The NextClosestSite is a client-side setting, whereas the NextClosestSiteFilter is a server-side setting. This table describes the values for this setting.

 
HKLM\System\CurrentControlSet\Services\Netlogon\Parameters
DWORD: NextClosestSiteFilter

Value Description
0 DC Locator does not apply NextClosestSiteFilter.
1 DC Locator filters sites that contain only RODCs. If an RODC is deployed in the same site as a writeable domain controller, DC Locator considers it as the possible next closest site.
2 (default) DC Locator filters sites that contain at least one RODC. Even if a writeable domain controller is deployed in the same site as an RODC, DC Locator does not consider the site as the possible next closest site.

 

 PDC Site

    PDC

     |             \

     |              100

     |                    \           

   100                       Client Site

     |                      ReplDC      Client             

     |                      /              

     |                 50  

RODC Site     /

   RODC

If ReplDC does not meet a DC Locator client request that has TRY_NEXT_CLOSEST_SITE_FLAG flag (for example the client is requesting a GTimeServ and ReplDC is not one) ReplDC will be returned by DNS to the client as a DC in its site and the client will LDAP-ping ReplDC. ReplDC will tell the client that it is not a GTimeServ and will tell the client that its next closest site is the PDC-Site if NextClosestSiteFilter is not set in *ReplDC* or it has a value of 2. If NextClosestSiteFilter is set to 0 in *ReplDC* then the RODC-Site will be returned as next closest site to the client. Then the DC Locator client piece on the client will do a site specific query to DNS to get a DC that satisfies the original DC Locator call.
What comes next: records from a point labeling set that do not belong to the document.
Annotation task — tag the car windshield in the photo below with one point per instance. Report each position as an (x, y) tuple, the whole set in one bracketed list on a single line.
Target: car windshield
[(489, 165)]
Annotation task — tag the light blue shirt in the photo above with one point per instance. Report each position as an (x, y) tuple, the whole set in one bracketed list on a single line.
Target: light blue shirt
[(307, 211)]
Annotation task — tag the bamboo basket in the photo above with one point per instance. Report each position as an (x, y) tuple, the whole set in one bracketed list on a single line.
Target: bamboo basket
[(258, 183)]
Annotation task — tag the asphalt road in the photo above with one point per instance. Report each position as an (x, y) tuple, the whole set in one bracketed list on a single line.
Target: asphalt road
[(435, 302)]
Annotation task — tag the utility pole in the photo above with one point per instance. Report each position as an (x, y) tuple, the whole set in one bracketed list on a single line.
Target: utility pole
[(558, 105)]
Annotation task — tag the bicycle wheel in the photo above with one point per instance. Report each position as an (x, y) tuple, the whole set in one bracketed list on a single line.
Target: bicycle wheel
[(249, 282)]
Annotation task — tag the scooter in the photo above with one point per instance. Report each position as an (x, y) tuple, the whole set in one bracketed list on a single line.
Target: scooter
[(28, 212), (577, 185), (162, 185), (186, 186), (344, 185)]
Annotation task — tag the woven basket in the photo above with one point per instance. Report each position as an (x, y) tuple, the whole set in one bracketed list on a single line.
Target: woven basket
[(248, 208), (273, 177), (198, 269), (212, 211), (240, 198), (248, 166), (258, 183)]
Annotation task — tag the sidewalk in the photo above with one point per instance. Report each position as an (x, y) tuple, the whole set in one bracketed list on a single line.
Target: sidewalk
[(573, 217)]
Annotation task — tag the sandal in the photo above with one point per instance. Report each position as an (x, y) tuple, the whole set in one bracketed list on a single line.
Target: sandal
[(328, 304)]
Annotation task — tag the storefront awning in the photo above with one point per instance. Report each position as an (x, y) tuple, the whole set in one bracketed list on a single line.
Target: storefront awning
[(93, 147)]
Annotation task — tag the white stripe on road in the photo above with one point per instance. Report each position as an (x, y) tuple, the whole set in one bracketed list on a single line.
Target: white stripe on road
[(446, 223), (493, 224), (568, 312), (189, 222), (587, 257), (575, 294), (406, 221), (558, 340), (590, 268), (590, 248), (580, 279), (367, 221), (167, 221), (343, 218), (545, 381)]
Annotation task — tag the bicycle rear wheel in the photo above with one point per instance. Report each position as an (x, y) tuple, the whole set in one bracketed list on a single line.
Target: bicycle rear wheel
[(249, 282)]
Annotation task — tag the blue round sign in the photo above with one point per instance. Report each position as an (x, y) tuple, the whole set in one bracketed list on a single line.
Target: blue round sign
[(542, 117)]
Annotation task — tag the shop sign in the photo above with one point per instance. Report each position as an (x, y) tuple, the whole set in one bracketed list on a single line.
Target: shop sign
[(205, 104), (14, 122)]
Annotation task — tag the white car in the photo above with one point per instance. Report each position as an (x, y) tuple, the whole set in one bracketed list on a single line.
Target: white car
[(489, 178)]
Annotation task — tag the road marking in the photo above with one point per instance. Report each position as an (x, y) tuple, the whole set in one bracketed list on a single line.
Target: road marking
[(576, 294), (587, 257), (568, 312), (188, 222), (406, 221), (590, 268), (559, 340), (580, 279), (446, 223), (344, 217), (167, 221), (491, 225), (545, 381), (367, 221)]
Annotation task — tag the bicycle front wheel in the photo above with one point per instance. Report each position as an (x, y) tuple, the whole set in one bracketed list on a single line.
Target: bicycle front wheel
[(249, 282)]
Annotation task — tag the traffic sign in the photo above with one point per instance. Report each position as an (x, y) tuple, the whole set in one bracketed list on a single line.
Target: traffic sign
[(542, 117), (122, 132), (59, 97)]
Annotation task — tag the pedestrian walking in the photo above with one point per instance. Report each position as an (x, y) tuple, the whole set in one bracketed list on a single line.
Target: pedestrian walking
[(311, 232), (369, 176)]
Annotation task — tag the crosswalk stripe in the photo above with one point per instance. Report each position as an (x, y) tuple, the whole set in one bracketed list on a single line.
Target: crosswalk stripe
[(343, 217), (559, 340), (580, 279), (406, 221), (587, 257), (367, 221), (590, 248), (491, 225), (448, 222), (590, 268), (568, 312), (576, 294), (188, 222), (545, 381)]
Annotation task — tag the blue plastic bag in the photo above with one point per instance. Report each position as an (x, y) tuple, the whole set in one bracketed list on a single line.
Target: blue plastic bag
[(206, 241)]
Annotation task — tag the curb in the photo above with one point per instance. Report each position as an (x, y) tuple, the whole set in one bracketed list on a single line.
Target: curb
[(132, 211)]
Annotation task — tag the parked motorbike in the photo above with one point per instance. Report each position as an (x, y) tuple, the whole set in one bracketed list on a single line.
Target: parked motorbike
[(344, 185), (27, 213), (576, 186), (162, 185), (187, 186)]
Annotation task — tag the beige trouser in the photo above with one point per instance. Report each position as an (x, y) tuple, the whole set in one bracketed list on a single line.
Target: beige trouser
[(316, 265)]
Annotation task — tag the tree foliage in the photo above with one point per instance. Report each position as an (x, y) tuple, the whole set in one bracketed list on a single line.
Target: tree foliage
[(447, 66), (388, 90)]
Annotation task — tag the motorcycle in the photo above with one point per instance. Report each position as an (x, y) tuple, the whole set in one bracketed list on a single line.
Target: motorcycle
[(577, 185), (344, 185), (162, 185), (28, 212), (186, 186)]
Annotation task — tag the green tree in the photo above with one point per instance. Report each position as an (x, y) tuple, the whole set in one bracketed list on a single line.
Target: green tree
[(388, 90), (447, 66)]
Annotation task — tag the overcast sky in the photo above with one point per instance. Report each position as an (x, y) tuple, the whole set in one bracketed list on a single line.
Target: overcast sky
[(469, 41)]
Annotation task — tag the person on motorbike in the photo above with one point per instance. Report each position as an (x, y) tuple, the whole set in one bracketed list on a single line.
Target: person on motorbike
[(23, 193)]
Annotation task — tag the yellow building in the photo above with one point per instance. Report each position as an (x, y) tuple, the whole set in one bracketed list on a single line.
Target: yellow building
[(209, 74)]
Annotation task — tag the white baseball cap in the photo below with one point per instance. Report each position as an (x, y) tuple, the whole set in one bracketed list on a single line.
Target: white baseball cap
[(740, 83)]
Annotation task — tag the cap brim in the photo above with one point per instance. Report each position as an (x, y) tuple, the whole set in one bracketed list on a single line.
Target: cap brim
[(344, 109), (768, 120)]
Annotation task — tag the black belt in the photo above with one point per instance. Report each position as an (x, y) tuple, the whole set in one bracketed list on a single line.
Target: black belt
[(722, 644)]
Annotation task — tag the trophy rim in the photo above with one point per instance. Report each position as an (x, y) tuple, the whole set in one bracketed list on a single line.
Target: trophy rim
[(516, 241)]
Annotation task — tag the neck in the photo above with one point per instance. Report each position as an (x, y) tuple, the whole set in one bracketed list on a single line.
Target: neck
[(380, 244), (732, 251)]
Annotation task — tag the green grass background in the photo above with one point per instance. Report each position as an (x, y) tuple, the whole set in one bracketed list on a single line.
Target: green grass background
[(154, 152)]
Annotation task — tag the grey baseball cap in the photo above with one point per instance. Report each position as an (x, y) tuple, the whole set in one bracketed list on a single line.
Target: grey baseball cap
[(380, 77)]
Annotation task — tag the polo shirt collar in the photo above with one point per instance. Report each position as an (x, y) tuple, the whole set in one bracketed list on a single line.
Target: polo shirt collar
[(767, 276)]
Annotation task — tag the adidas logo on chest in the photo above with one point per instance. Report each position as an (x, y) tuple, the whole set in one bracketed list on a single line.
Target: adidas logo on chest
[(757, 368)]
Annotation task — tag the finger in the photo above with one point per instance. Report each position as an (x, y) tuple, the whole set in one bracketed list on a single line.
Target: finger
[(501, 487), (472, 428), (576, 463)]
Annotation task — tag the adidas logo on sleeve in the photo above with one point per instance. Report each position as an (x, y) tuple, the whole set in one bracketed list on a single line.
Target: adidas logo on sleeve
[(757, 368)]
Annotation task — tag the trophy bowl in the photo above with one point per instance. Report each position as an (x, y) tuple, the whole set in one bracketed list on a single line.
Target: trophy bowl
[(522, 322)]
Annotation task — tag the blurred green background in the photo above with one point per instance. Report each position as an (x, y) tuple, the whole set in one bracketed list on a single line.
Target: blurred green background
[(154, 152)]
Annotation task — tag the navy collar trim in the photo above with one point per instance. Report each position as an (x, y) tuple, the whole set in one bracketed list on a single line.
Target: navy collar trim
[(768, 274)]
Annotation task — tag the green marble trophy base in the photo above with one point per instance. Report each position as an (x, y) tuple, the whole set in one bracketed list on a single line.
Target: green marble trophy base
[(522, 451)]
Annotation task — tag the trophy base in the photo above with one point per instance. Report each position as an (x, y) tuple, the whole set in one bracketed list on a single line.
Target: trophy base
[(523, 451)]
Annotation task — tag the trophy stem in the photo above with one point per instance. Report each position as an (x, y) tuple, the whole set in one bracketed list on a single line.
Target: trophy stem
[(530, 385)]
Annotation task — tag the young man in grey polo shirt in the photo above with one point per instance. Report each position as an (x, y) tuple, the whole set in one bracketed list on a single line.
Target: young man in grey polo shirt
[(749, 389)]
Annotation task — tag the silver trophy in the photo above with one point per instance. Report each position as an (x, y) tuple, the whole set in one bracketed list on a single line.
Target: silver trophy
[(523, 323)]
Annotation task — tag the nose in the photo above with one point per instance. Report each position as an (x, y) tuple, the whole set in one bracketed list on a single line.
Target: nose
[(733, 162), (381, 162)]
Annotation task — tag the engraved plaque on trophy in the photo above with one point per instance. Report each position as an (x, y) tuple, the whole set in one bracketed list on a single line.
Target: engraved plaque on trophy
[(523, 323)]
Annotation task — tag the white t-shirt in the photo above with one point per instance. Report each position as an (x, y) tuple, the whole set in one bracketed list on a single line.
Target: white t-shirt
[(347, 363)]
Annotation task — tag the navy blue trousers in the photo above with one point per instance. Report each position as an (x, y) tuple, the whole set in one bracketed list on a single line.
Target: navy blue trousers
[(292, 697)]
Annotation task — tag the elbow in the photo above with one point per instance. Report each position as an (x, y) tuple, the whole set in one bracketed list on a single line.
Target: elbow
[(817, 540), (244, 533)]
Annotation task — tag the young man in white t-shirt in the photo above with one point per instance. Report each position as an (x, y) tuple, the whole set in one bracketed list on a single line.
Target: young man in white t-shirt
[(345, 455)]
The interesting case is when the client does not have any DC (same setup as before but in the case ReplDC and PDC are both in PDC Site and Client Site has No DC, only Client computer)

     PDC Site

 ReplDC   PDC

     |             \

     |              100

     |                    \           

   100                       Client Site

     |                           Client             

     |                      /              

     |                 50  

RODC Site     /

   RODC

 

In this case, DC Locator in the client will query DNS for global records (as there are no DCs in Client-Site) and any writable DC (or any RODC registering global records i.e. the RODC RegisterSiteSpecificRecordsOnly registry setting is set to 0) will be LDAP-pinged by the client. This pinged DC will tell the client what site is the closest (if TRY_NEXT_CLOSEST_SITE flag is in the original DC Locator call). The result of what site is the closest depends on the value of NextClosestSiteFilter on the DC that is pinged. In this case if there are different values for this setting on DCs that register global records in DNS, then the response may be different each time.

 

One quick test that one can do to visualize this behavior on the DC is:

  1.  On a DC enable NetLogon logging with SITE scope : i.e. nltest.exe /dbflag:0x2802FFFF
  2. Go to the registry and change the value of NextClosestSiteFilter to 0 (to take into account RODC sites)
  3. If there are sites with RODCs you can see the entry on %SystemRoot%\Debug\NetLogon.log
  4. After changing it to 2 or removing the setting on the DC you can see in NetLogon.log that RODC sites are ignored, which is the default value)

 

When we have images available I will update this article with site topology images and snips from the netlogon logs.